Relevant documentation found within the ML Toolkit:

  1. Clustering algorithms used to group data points and to identify patterns in their distributions. The algorithms make use of a k-dimensional tree to store points and scoring functions to analyze how well they performed.
  2. An implementation of the FRESH (FeatuRe Extraction and Scalable Hypothesis testing) algorithm in q. This allows a kdb+/q user to perform feature-extraction and feature-significance tests on structured time-series data for forecasting, regression and classification.
  3. Implementations of a number of cross validation and hyperparameter search procedures. These allow kdb+/q users to validate the performance of machine learning models when exposed to new data, test the stability of models over time or find the best hyper-parameters for tuning their models.

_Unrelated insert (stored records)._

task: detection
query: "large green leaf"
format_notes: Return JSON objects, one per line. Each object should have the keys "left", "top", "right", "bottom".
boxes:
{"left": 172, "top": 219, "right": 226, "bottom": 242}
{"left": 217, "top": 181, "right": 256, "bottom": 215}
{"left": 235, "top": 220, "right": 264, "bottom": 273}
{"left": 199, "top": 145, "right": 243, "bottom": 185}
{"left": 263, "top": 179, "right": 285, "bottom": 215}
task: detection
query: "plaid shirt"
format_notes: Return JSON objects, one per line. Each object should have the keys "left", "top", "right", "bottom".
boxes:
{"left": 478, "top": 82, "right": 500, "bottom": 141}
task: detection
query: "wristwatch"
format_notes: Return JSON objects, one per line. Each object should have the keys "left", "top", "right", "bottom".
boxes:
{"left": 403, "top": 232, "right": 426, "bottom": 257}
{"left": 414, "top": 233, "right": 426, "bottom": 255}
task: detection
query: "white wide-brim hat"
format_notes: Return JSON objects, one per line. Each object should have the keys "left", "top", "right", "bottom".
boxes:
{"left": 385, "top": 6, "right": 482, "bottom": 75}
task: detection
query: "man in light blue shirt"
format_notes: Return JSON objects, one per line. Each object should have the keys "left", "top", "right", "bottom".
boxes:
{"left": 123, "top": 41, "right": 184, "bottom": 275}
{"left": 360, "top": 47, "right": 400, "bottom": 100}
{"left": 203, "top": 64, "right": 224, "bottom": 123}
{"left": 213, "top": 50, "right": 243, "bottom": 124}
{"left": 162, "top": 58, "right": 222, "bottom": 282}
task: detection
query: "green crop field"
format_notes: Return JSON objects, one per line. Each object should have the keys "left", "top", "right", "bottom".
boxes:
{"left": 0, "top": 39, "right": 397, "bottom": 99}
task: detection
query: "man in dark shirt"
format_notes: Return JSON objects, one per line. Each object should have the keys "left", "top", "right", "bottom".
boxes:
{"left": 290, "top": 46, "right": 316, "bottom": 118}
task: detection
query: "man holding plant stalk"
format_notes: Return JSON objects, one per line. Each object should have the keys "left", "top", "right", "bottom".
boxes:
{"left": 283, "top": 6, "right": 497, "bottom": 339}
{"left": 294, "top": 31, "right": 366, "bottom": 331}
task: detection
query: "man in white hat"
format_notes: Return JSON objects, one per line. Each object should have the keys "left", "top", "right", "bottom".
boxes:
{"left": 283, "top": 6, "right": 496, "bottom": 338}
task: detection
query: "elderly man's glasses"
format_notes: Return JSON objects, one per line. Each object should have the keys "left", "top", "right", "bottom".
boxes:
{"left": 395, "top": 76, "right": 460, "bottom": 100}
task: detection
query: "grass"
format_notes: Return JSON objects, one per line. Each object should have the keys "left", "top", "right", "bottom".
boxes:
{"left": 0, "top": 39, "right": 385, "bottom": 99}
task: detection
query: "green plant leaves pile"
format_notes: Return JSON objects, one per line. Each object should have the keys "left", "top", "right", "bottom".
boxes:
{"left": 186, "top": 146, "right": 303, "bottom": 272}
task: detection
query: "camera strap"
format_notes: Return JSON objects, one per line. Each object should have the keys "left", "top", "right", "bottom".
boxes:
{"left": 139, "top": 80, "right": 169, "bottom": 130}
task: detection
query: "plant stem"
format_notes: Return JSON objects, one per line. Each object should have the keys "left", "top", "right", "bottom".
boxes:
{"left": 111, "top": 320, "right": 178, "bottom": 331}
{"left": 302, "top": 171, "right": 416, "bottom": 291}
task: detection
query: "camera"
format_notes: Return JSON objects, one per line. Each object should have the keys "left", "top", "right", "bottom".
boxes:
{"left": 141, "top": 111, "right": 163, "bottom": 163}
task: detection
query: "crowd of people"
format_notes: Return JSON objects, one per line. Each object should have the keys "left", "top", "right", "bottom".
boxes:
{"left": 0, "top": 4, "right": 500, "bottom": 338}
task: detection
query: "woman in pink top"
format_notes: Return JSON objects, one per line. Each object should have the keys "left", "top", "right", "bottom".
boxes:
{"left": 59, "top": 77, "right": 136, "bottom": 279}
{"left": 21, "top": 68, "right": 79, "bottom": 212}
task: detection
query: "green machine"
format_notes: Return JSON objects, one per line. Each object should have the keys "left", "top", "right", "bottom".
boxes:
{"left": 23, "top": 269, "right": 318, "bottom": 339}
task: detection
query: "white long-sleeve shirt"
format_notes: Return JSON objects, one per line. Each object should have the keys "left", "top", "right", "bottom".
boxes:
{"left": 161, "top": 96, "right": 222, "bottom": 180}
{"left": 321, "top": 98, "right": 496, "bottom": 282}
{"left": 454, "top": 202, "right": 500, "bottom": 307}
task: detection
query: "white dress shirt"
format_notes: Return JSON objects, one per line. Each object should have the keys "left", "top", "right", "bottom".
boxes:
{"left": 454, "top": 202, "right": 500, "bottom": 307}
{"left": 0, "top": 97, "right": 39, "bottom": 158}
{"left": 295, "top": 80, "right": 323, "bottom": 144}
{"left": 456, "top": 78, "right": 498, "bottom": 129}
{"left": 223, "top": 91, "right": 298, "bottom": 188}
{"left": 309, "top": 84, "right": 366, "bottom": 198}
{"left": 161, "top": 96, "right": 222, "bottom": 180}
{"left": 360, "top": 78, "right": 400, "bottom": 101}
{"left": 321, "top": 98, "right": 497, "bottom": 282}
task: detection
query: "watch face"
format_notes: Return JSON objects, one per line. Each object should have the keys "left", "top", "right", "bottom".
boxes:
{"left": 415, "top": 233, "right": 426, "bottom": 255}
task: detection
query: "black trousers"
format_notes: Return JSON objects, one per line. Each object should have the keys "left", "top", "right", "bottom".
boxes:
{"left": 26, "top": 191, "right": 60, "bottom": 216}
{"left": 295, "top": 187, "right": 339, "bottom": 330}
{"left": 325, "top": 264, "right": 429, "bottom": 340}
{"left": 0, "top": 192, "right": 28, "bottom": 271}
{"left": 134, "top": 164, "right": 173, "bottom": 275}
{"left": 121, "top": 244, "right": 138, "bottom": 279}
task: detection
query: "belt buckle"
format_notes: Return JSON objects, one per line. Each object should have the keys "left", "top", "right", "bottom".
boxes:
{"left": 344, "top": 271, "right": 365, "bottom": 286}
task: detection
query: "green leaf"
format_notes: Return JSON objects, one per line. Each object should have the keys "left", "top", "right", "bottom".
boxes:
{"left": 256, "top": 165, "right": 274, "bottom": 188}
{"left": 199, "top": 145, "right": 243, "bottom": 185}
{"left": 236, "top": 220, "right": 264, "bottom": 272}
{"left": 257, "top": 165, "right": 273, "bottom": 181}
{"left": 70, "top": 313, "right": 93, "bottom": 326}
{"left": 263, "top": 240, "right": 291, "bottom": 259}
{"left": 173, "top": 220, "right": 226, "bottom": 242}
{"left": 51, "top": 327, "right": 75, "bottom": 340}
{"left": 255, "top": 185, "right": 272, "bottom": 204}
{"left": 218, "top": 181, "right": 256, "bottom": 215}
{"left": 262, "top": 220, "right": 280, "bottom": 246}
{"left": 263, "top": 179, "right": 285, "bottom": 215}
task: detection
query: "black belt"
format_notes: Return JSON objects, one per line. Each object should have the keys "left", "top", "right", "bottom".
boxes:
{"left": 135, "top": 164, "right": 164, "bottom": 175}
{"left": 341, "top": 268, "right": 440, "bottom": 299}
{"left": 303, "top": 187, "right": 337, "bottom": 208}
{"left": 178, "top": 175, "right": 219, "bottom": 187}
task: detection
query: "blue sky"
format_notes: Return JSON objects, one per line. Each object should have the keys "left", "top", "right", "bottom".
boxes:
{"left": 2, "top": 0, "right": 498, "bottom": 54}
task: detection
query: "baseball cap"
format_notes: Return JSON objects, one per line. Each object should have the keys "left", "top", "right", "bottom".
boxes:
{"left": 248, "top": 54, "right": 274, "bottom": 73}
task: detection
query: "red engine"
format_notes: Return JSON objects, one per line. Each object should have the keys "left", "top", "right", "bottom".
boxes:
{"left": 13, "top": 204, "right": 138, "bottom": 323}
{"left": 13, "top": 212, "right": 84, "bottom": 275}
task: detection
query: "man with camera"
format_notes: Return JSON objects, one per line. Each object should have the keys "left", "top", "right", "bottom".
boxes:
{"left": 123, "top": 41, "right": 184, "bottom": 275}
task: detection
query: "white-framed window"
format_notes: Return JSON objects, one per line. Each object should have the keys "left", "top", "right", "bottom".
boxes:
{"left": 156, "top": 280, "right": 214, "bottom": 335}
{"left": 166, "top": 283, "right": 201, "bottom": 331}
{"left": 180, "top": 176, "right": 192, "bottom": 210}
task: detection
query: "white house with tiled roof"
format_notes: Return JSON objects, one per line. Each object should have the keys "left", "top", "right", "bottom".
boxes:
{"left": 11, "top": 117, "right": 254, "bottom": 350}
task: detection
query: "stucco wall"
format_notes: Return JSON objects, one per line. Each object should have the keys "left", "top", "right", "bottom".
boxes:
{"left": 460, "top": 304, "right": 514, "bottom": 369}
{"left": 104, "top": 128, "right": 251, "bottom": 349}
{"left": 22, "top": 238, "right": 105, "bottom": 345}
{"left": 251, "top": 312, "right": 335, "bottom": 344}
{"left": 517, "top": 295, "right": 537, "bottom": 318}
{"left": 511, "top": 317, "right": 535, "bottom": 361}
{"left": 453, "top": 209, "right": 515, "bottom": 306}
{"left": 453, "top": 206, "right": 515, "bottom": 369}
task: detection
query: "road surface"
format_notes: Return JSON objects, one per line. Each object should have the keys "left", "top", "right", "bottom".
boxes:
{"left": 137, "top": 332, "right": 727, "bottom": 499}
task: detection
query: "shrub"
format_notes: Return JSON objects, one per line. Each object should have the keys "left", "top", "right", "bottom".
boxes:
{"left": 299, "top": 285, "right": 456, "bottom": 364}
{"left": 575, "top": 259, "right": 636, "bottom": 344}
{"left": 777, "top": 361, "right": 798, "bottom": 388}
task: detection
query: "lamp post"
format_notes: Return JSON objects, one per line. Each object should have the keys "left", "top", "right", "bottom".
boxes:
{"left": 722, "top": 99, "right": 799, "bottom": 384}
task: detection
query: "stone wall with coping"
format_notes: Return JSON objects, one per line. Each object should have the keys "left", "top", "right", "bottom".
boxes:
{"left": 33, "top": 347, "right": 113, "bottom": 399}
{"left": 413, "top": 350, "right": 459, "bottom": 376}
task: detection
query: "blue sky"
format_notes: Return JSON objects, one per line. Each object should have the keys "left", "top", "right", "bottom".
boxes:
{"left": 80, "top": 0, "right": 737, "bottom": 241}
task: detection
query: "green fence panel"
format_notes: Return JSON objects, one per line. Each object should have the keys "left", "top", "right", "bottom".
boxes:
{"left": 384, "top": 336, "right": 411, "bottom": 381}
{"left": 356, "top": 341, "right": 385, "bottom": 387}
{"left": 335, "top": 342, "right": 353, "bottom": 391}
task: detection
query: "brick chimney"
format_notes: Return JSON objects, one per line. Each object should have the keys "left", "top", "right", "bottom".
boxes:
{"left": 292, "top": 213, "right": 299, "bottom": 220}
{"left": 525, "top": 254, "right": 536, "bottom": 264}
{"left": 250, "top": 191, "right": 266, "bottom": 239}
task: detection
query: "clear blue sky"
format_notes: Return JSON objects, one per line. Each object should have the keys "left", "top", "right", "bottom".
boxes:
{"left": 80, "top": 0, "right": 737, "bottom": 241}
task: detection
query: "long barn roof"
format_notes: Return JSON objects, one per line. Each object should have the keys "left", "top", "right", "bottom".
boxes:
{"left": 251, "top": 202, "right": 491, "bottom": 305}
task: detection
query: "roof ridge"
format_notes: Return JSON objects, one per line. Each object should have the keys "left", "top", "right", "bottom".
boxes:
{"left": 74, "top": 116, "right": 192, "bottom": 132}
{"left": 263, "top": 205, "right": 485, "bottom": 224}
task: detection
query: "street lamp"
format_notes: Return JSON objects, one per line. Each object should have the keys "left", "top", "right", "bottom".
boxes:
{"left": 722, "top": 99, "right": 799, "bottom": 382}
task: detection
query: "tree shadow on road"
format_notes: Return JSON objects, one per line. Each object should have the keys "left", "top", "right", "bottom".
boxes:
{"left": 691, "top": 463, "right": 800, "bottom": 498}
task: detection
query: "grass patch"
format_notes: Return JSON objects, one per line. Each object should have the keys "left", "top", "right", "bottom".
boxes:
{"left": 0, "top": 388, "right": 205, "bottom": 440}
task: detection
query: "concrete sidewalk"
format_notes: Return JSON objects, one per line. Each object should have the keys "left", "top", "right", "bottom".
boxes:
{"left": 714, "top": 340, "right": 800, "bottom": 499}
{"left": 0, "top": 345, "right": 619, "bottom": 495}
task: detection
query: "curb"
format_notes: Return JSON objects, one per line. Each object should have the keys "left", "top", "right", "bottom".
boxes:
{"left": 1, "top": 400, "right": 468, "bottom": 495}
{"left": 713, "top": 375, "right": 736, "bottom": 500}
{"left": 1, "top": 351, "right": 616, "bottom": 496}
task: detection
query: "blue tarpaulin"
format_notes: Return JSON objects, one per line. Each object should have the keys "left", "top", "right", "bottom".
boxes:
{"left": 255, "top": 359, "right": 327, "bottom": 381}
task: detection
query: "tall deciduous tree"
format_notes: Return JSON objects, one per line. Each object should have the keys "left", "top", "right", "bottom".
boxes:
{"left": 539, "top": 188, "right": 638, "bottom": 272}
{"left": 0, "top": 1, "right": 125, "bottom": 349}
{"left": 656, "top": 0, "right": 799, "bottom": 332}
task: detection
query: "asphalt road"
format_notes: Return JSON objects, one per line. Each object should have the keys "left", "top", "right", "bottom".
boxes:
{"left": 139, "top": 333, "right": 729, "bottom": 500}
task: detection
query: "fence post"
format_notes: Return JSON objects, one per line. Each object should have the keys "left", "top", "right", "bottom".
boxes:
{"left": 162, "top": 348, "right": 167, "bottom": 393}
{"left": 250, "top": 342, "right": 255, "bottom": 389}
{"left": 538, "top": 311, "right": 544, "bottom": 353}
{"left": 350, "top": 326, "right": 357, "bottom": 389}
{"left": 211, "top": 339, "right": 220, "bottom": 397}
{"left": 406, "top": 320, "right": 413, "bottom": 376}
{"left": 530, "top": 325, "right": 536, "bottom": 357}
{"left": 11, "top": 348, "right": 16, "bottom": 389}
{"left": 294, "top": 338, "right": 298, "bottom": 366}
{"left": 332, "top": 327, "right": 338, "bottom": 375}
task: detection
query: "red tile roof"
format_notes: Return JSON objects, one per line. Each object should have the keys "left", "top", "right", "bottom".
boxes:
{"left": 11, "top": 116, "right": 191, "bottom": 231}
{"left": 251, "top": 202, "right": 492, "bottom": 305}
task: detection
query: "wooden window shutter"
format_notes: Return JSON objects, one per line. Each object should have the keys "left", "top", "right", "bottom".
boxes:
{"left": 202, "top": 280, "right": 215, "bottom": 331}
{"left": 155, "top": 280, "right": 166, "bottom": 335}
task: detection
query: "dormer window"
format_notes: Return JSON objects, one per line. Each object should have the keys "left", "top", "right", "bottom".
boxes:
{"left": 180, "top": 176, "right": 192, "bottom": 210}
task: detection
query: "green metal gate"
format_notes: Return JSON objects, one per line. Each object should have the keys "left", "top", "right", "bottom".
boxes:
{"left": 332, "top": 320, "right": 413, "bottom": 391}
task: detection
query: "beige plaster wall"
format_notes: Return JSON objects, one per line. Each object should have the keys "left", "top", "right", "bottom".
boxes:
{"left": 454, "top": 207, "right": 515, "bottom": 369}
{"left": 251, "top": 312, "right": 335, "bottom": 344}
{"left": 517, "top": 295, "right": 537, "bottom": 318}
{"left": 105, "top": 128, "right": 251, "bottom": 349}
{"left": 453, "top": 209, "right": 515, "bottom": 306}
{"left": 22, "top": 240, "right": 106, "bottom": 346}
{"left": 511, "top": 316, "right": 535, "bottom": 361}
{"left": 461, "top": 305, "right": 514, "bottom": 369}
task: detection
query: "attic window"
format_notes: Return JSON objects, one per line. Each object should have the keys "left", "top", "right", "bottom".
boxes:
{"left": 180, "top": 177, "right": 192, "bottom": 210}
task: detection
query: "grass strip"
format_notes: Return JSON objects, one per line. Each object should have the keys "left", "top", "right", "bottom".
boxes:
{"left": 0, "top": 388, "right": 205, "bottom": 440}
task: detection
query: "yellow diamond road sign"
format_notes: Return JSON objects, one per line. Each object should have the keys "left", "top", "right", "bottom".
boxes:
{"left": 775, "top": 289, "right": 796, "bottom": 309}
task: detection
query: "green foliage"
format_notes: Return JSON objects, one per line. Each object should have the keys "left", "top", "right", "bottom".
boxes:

  4. Various implementations of time-series models for kdb+ including, but not limited to ARMA, ARIMA, SARIMA and ARCH. These allow kdb+/q users to predict the future value of datasets based on historical observations and to measure statistical properties of future data.
  5. Statistical algorithms allowing users retrieve information about the contents of their data and to build regression algorithms such as Ordinary Least Squares and Weighted Least Squares.
  6. Miscellaneous utilities including, but not limited to model metrics, data manipulation and preprocessing functions.